Aboubakar Karamoko

Personal information
- Full name: Aboubakar Karamoko
- Date of birth: 15 October 1999 (age 25)
- Height: 1.77 m (5 ft 10 in)
- Position(s): Winger

Team information
- Current team: FC San Pédro
- Number: 33

Youth career
- 0000–2018: Aspire Academy
- 2018–2020: Málaga

Senior career*
- Years: Team / Apps / (Gls)
- 2018–2020: Atlético Malagueño / 25 / (0)
- 2020–2021: Doxa / 4 / (0)
- 2021: → Digenis Morphou (loan)
- 2021–2022: Ermis Aradippou / 18 / (2)
- 2022–2023: Auda / 14 / (0)
- 2023: → Riga (loan) / 16 / (0)
- 2023–2024: United FC / 6 / (2)
- 2024–: FC San Pédro

= Aboubakar Karamoko =

Ivorian footballer

Aboubakar Karamoko (born 15 October 1999) is an Ivorian professional footballer who plays as a winger for FC San Pédro.

==Club career==
In April 2015 whilst playing for the Aspire Academy, Karamoko was named in the team of the tournament whilst competing in a competition in Catalonia.
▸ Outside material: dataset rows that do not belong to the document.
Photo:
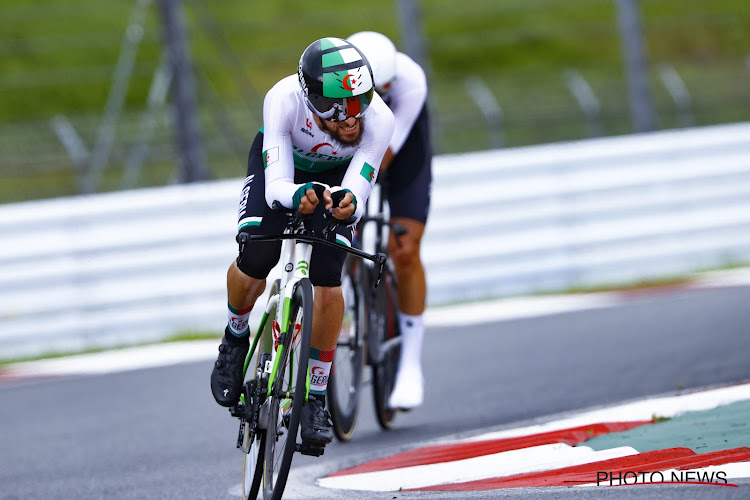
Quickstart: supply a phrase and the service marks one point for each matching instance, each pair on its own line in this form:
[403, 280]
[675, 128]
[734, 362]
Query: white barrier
[140, 265]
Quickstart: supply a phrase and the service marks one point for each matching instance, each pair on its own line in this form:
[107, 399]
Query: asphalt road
[157, 433]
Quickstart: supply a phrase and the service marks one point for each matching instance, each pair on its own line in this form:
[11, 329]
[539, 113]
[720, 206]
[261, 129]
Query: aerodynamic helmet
[381, 53]
[336, 79]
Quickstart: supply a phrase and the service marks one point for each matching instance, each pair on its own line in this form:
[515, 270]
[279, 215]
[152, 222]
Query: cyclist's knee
[239, 282]
[405, 252]
[328, 293]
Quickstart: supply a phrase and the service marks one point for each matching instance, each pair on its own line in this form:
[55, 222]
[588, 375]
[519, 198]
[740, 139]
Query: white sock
[412, 335]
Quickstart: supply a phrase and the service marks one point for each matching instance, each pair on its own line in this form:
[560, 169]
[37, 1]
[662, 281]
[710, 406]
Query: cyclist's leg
[328, 311]
[246, 280]
[409, 181]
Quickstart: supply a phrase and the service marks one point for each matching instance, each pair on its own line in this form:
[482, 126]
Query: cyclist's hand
[308, 202]
[345, 208]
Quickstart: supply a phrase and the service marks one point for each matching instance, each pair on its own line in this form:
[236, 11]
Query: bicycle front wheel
[254, 439]
[288, 393]
[346, 372]
[385, 330]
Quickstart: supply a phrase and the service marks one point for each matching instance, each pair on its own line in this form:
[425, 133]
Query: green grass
[58, 57]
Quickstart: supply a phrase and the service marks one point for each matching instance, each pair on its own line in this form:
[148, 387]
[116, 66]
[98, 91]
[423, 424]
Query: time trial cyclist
[407, 166]
[324, 125]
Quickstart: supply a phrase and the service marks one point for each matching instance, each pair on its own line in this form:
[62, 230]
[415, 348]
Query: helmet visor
[339, 108]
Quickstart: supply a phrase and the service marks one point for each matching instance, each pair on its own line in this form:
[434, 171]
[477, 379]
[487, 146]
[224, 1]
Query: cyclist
[407, 166]
[323, 126]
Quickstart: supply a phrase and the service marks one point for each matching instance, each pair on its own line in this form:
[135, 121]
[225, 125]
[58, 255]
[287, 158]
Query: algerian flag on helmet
[345, 73]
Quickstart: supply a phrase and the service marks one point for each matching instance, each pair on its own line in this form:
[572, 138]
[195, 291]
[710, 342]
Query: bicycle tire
[285, 411]
[253, 461]
[386, 327]
[345, 381]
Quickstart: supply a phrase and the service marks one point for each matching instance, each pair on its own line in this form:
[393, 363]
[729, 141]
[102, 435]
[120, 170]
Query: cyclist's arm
[279, 113]
[409, 94]
[363, 169]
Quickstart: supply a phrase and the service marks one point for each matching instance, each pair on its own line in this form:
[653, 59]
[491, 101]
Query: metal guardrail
[109, 269]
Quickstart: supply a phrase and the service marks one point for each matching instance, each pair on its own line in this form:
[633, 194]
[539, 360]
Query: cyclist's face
[348, 131]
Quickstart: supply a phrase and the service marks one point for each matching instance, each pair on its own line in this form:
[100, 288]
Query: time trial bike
[276, 368]
[370, 331]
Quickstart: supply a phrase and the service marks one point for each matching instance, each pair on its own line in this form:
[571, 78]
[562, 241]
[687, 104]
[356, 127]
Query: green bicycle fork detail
[285, 321]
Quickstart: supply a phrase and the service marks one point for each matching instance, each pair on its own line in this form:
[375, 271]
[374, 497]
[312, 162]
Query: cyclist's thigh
[410, 174]
[255, 217]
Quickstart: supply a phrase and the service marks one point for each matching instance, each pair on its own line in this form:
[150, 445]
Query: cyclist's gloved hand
[343, 204]
[308, 195]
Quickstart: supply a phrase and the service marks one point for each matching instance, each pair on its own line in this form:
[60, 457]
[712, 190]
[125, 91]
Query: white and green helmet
[336, 79]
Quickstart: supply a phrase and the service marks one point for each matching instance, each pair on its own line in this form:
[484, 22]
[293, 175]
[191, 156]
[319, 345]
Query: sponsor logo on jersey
[244, 196]
[368, 172]
[270, 156]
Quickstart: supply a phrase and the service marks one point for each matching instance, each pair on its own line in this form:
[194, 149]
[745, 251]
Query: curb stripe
[461, 451]
[671, 458]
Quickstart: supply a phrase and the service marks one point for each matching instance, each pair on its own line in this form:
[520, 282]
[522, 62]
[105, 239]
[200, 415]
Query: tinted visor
[339, 108]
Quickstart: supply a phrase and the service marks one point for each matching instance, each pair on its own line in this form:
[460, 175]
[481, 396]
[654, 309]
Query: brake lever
[381, 267]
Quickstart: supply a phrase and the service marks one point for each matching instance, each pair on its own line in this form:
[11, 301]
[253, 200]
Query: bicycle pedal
[310, 449]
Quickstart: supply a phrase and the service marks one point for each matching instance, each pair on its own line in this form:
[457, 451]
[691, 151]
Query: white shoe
[408, 392]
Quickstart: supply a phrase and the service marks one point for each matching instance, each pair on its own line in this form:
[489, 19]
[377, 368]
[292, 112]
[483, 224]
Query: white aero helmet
[380, 53]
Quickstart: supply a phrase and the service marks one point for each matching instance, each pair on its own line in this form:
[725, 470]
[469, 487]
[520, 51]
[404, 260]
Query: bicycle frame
[296, 250]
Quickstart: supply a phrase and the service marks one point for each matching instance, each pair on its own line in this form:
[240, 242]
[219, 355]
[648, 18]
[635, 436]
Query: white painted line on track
[506, 463]
[131, 358]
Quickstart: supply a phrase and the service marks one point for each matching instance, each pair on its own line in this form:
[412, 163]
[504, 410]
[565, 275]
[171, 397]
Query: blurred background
[89, 102]
[610, 137]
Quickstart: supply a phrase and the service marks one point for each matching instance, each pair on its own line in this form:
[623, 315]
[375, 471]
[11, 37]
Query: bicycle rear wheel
[288, 394]
[385, 324]
[345, 380]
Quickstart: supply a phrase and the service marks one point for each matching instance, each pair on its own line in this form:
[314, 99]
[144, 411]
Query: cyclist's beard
[336, 137]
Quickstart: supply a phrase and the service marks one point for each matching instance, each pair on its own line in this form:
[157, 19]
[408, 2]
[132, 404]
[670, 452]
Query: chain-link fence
[86, 96]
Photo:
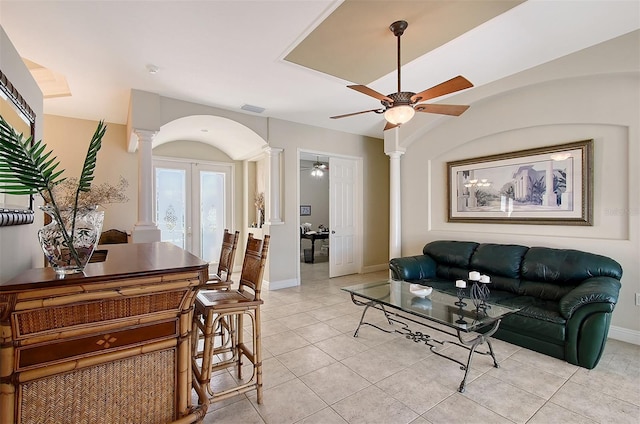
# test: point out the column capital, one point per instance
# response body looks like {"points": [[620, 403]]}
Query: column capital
{"points": [[145, 135], [270, 150], [395, 154], [140, 136]]}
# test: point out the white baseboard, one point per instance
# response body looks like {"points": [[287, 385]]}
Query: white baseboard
{"points": [[283, 284], [624, 335], [375, 268]]}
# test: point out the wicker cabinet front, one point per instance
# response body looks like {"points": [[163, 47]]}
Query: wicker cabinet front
{"points": [[103, 348]]}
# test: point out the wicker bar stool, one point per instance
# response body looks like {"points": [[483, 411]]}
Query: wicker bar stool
{"points": [[222, 279], [225, 310]]}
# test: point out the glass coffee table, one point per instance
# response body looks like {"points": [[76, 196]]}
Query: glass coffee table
{"points": [[456, 317]]}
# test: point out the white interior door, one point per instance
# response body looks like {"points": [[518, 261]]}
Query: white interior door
{"points": [[344, 250]]}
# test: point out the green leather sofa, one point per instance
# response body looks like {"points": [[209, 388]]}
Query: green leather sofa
{"points": [[568, 295]]}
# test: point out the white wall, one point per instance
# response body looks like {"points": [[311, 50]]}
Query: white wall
{"points": [[604, 107], [19, 248]]}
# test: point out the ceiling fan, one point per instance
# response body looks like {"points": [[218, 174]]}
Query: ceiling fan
{"points": [[318, 168], [399, 107]]}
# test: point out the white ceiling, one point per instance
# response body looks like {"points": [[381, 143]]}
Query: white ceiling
{"points": [[229, 53]]}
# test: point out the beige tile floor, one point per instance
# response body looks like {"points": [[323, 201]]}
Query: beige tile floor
{"points": [[315, 371]]}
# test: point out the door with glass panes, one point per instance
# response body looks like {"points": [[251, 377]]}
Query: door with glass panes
{"points": [[193, 205]]}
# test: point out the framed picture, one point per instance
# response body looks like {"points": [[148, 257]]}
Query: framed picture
{"points": [[549, 185], [305, 210]]}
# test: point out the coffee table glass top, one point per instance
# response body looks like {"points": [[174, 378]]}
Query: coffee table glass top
{"points": [[438, 306]]}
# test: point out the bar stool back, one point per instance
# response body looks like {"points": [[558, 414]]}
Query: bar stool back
{"points": [[225, 310], [222, 279]]}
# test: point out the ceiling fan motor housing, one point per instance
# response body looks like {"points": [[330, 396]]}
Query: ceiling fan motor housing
{"points": [[399, 98]]}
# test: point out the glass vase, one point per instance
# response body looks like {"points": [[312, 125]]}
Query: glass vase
{"points": [[84, 239]]}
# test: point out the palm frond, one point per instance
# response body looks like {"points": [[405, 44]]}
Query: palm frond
{"points": [[24, 168], [86, 177]]}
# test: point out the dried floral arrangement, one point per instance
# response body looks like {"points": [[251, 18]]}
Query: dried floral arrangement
{"points": [[99, 194], [259, 200]]}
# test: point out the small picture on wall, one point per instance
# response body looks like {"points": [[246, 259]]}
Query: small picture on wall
{"points": [[305, 210]]}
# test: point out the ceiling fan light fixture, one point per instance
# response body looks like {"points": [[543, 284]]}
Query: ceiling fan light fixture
{"points": [[399, 115]]}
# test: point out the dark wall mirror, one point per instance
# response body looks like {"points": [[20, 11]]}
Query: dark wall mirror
{"points": [[15, 210]]}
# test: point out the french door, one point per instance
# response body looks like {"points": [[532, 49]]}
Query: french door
{"points": [[193, 205]]}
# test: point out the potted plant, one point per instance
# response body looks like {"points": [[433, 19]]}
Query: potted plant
{"points": [[28, 168]]}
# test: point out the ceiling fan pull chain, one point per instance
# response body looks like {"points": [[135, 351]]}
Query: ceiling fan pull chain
{"points": [[398, 37]]}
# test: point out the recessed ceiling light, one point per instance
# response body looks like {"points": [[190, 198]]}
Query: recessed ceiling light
{"points": [[251, 108], [152, 69]]}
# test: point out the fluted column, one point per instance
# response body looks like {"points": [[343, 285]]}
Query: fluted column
{"points": [[145, 229], [275, 216], [395, 206]]}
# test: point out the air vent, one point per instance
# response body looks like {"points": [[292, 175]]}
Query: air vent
{"points": [[251, 108]]}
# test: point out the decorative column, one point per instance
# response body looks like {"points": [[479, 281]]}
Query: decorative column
{"points": [[145, 229], [273, 187], [395, 206]]}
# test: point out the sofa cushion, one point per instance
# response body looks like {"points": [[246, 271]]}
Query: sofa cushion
{"points": [[540, 319], [455, 254], [566, 266], [501, 262], [498, 259], [452, 258]]}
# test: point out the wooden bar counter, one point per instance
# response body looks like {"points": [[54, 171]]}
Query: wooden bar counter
{"points": [[110, 345]]}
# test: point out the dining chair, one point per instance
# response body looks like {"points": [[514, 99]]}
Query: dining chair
{"points": [[222, 279], [213, 307]]}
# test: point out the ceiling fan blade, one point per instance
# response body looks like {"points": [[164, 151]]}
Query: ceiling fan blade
{"points": [[389, 126], [370, 92], [454, 84], [453, 110], [357, 113]]}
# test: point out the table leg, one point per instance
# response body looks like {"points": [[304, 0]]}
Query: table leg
{"points": [[313, 249], [474, 343]]}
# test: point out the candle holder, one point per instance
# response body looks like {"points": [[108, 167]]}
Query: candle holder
{"points": [[480, 294], [460, 319], [461, 296]]}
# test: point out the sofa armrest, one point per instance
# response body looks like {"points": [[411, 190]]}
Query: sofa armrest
{"points": [[411, 268], [593, 290]]}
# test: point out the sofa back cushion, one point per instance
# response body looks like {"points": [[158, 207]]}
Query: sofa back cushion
{"points": [[551, 273], [501, 262], [452, 258]]}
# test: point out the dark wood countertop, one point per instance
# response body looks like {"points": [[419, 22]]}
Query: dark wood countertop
{"points": [[131, 260]]}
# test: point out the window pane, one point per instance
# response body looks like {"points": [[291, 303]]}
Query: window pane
{"points": [[171, 205], [211, 214]]}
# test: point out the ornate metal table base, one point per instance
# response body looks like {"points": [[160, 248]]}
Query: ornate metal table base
{"points": [[471, 344]]}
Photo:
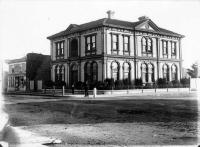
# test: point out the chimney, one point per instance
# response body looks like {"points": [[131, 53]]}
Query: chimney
{"points": [[110, 14], [143, 18]]}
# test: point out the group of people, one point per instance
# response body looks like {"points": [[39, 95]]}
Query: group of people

Two years later whilst playing in the same tournament, he was spotted by Málaga and later signed to the club's academy. He spent the next two seasons featuring for the club's B team, Atlético Malagueño, making 25 appearances. In August 2020, he joined Cypriot First Division side Doxa. On 2 October 2020, Karamoko made his professional debut as a substitute in a 3–3 draw with Karmiotissa. On 5 January 2021, he joined Cypriot Second Division side Digenis Morphou on loan until the end of the season.

In March 2023, he joined league rivals Riga on loan for the 2023 season having featured for Auda the previous season.

In August 2024, Karamoko moved to Ivorian side FC San Pédro.